I would recommend any student of the past to save up Leptis Magna to the last. As a sight, as an experience, there is nothing to equal it…It has splendor; it is as complete as any reasonable man could wish for; the restorers have been happily hampered by political convulsions and lack of funds; above all, you can walk in its ruins for days on end, as I have done, and see nobody…Still, I do not think the Libyans will make any serious attempt to develop it, as the word goes, for a long time to come. They are too absorbed in their newly discovered oil.
-Cities in the Sand, Aubrey Menen
Walking alone in the desert is wonderful. It’s like walking on the face of a clock that’s stopped.
-from the 1957 film Legend of the Lost, shot on location at Leptis Magna, starring John Wayne as a Latin sight-reading Saharan adventurer and Sophia Loren as a prostitute and pick pocket
Aubrey Menen approached Leptis from Tripoli in the west and John Wayne and Sophia Loren came up from Timbuktu in the south. All three had to wade through the sand to get there. I arrived by hired car and only had to wade through a few trinket sellers at the main gate. My time was just after one “political convulsion” and just before the next, the one that killed Qaddafi. Like them, I saw nobody while there- as if the Libyan clock had stopped long before me.

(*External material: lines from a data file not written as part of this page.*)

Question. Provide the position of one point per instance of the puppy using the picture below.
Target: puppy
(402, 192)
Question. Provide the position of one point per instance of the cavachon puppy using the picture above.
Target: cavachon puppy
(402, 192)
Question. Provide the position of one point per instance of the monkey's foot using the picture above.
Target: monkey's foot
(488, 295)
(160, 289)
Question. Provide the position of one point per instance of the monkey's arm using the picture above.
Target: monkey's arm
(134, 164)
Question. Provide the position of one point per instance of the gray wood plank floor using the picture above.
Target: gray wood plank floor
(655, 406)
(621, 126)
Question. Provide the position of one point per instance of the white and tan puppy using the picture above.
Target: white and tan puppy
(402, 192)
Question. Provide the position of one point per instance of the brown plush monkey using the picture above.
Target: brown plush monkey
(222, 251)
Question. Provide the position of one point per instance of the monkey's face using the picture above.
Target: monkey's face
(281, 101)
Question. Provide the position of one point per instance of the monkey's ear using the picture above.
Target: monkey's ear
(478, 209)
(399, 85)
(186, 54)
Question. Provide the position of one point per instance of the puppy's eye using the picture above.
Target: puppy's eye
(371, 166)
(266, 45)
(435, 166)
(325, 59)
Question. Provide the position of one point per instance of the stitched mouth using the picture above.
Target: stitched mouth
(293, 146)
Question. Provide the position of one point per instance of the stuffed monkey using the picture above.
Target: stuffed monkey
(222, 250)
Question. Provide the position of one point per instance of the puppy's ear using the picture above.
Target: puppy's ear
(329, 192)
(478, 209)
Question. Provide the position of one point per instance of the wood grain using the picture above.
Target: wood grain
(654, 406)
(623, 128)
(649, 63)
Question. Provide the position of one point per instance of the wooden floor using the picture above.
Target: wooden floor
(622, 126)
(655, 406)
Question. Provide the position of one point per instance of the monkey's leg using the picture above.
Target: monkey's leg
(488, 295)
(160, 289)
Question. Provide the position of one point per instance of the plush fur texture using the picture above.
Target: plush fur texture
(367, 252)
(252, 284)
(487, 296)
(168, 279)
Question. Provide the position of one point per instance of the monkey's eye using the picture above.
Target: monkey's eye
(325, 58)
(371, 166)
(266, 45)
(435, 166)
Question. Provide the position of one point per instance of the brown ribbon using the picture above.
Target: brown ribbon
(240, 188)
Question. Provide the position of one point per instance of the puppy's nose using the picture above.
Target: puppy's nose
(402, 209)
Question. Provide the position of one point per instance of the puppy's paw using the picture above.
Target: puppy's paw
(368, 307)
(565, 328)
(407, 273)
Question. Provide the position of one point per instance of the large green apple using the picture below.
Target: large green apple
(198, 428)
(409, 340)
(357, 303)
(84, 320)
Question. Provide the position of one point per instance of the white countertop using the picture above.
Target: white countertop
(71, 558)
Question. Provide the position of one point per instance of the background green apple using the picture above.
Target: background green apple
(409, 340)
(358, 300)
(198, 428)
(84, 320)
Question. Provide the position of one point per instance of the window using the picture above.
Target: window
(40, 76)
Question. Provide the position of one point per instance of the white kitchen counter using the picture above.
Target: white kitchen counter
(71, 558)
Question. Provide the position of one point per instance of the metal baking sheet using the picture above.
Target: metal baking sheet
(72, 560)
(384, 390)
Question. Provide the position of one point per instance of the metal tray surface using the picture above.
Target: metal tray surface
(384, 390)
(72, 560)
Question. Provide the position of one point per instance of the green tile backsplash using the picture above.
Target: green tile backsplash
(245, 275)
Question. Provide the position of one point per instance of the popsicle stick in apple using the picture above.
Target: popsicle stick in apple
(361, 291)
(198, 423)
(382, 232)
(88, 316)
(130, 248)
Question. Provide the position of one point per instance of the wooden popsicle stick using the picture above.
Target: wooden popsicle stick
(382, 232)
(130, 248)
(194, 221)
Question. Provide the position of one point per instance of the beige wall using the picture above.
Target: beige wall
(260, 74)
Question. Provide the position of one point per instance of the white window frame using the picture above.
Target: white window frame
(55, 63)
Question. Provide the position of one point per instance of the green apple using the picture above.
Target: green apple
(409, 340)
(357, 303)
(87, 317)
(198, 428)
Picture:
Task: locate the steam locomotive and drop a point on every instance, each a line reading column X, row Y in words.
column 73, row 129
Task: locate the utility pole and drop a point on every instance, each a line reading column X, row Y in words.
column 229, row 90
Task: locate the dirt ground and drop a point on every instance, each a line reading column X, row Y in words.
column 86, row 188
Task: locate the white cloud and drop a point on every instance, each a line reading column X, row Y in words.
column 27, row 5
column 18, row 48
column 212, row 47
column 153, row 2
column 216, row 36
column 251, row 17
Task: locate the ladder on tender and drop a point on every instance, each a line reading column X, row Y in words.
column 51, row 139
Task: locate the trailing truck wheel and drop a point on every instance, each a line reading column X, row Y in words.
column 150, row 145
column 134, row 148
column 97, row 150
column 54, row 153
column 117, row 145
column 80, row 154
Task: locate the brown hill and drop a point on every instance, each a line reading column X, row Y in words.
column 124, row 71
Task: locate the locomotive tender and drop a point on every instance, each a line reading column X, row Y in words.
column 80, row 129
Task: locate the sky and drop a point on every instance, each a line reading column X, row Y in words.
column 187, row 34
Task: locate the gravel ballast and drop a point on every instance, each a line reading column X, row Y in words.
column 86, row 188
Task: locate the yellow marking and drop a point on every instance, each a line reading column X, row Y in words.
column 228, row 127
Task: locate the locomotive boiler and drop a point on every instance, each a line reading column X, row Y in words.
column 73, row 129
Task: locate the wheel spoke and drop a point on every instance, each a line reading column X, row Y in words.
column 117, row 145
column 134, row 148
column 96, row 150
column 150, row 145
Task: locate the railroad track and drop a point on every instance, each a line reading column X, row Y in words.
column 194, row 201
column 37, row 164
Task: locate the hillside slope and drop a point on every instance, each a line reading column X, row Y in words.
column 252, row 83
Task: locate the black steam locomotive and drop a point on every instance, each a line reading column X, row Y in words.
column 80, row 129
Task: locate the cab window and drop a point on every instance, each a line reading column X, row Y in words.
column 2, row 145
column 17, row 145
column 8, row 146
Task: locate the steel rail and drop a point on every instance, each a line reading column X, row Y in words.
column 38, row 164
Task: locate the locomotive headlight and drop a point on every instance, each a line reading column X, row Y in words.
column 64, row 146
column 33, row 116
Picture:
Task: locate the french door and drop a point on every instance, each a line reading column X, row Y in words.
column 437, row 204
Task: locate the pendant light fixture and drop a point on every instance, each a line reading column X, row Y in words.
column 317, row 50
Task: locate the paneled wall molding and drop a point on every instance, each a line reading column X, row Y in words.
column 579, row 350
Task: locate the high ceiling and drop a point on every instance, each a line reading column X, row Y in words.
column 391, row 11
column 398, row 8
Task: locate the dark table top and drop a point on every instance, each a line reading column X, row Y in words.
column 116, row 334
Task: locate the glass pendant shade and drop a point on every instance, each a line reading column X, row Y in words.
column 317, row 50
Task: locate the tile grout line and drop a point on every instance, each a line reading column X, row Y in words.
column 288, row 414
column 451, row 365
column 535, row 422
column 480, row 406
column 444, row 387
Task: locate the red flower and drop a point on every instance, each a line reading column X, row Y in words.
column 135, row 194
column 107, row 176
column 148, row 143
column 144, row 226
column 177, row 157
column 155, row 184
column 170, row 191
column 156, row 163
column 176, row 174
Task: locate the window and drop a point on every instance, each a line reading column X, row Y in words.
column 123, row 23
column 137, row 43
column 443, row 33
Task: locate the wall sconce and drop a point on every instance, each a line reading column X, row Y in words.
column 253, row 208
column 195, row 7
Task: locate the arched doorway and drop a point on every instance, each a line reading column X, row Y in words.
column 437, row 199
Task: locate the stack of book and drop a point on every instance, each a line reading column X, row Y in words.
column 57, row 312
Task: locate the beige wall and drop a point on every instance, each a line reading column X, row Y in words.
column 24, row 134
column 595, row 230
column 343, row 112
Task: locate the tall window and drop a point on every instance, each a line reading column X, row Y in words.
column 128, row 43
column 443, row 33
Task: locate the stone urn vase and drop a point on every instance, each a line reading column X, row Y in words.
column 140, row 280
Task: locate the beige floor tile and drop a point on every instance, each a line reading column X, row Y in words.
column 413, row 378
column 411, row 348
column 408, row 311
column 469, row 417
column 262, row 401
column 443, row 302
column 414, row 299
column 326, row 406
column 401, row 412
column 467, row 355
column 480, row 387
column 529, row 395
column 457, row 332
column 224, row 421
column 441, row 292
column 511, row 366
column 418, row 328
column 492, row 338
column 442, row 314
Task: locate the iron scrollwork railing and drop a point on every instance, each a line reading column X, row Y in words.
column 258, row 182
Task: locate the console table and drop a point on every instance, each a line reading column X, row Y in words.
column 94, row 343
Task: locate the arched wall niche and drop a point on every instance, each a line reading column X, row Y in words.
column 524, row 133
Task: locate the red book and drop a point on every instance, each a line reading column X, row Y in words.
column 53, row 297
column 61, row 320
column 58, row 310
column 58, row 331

A few travel agencies had sqeezed their Leptis tours successfully between political convulsions, but not many. Only a happy few have recently passed under Roman Emperor Septimius Severus’ triumphal quadrifons arch at the intersection of the cardo and the decumanus maximus to walk the via colonnata to the palaestra, the baths, and the nymphaeum. War and mayhem have a way of impeding tourism, even of erasing history. And Menen was right about this and still is- for a long time to come Libyans will be absorbed by other things, even if Leptis’ native son Septimius, his hands bloodied from murdering family and friends, might teach today’s warlords why they should leave a few stones standing for those who come after.